I picked up a copy of Joel Greenblatt's "The Little Book that Beats the Market" today. In it, it talks about finding cheap companies (high earnings yield) and good companies (high return on capital).

The first time I saw a discussion on the importance of high earnings yield, is in Mary Buffett's Buffettology book (1st ed). At that time, I had a lingering thought that still persists today. The earnings yield is typically compared with the long-term US treasury "risk-free" rate, e.g. if a stock's earnings yield is 10% and the risk-free rate is 6%, then you're "earning more" with the stock, compared to what you're paying.

The thing that bothers me about this comparison is that for a bond, you are guaranteed your principal, whereas for a stock, if you decide to "redeem" that piece of ownership, the money you get is the market price at that time. With a loony stock market, that "market price" can range from zero to a whole lot. Hence with a non-guaranteed principal, there is not much point comparing the earnings yield of a stock to that of a bond (even if you make the 10%, you might lose all your principal). What this also means, is that the price that you pay initially, must be justified by all the future cashflows that comes in, so that even if the price of the stock ends up to be 0, you still get the future cashflows.

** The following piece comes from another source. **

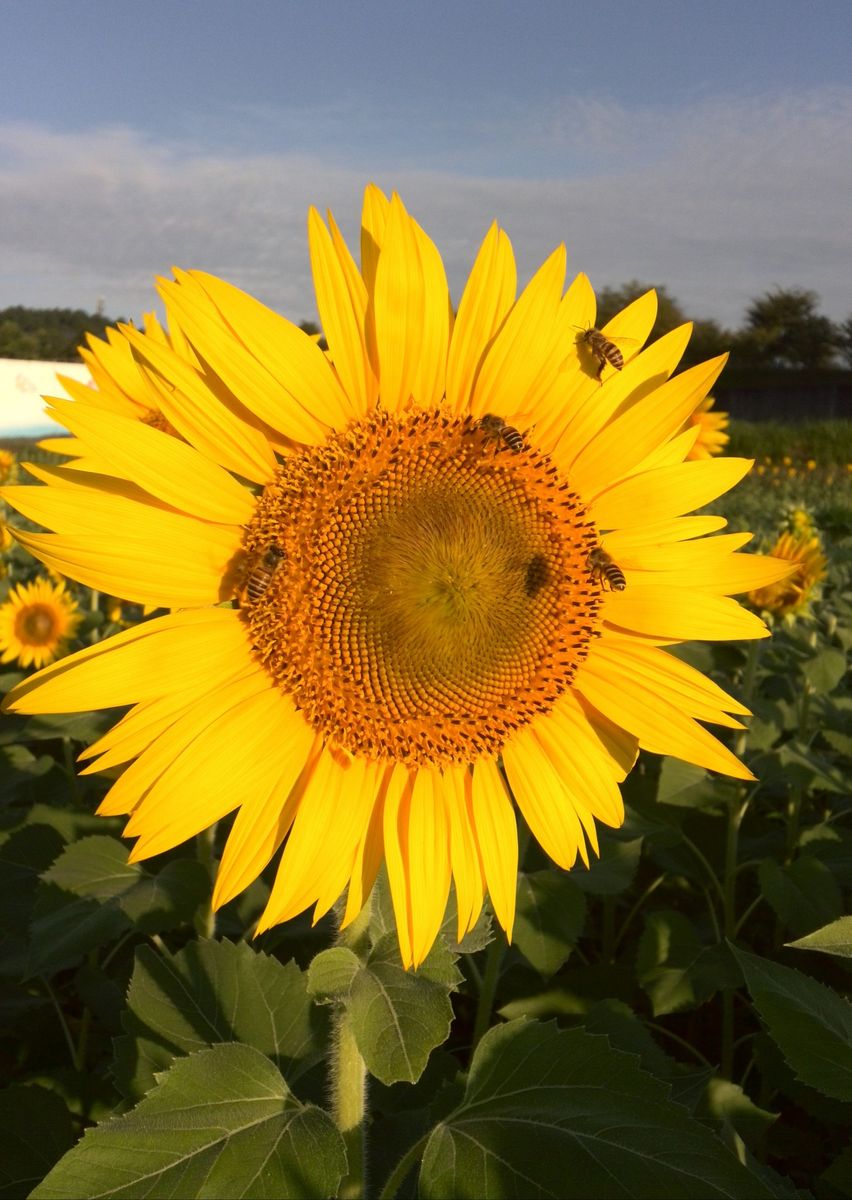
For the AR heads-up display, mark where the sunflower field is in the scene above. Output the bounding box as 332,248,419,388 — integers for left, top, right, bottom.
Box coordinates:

Turning next to Return on Capital (ROC), an example cited in Joel's book is that Jason spent \$400,000 to set up a store that ended up earning \$200,000, so ROC is 50%. Again, the fact that the principal (i.e. that \$400,000) must remain, is important. The ROC is 50% because we have (new value/old value) = 1.5, i.e. new value = \$400,000 + \$200,000 = \$600,000 and old value = \$400,000. Imagine, after spending \$400,000 for the store, if Jason wants to liquidate the store, he can only get back \$300,000. That would mean that (new value/old value) = (\$300,000 + \$200,000) / \$400,000 = 1.25, i.e. ROC = 25%.

That leads to an interesting problem, if the accounting books record NTA at cost, i.e. \$400,000, then we should do a bit of discounting at the numerator to get the ROC. If NTA is recorded at market value, then it would typically understate the cost and overstate the ROC. In that case, we need to find out how much was actually spent to generate that amount of earnings.